So a funny thing happened to me on the way to September: The Honeythief got fun to write again.
For a long while, nothing was fun—not writing, not anything. I scribbled a few pages of The Honeythief on the train back from Boston on the wonderful, horrible day of my Jeopardy! audition, and then pretty much stopped writing for about three months; stopped blogging, stopped pitching, stopped everything. I did a couple of pieces for Popdose, and flailed around trying to get one or two other projects started—but in the end, the summer was a succession of night shifts, missed meals, and dental agonies, the days spent breaking up fights and the nights spent lying sleepless or trying to avoid going to bed at all, up ‘til all hours with the computer blazing, ostensibly “writing” but never committing to a single word. It was a disappointment. I was a disappointment.

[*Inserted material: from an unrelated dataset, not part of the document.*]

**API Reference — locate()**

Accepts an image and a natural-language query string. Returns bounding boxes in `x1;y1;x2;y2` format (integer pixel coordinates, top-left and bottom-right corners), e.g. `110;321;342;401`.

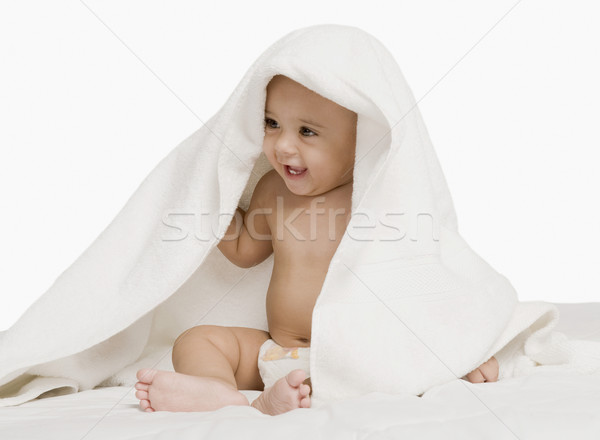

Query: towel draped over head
0;24;600;406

We didn’t get out to the water park, or any zoos or museums—we didn’t even go to the movies; not so much out of poverty, but because I was in too disastrous a funk to organize anything. Just about the only fun thing we were able to do all summer was a week of tent camping at Letchworth State Park. There was a lot riding on this week—I’d screwed up everybody’s summer so badly, and this was my last chance to make it right.
The second day was hot and muggy, and we were all tired. It had rained hard the first night, and none of us had gotten much sleep. Myself, I had the beginnings of a toothache that would soon develop into a round-the-clock misery. We were trudging along this path when along came this big bastard cicada. You can’t really tell from the picture, but he’s about six inches long. He wasn’t making any noise, but you could hear his buddies from far off in the woods, giving off that weird UFO shrilling of theirs.
D took the picture, and Sam (who is six) said, “The cicadas sing for the end of summer, right? Like the tsuku-tsuku-boushi in Yotsuba.”
And I thought: I left my people outside Cathedral in the early fall, just before the weather turns cool.
That night, I dug my Moleskine out of the car and sat by the fire in my lawn chair, and wrote ‘til it was too dark to see.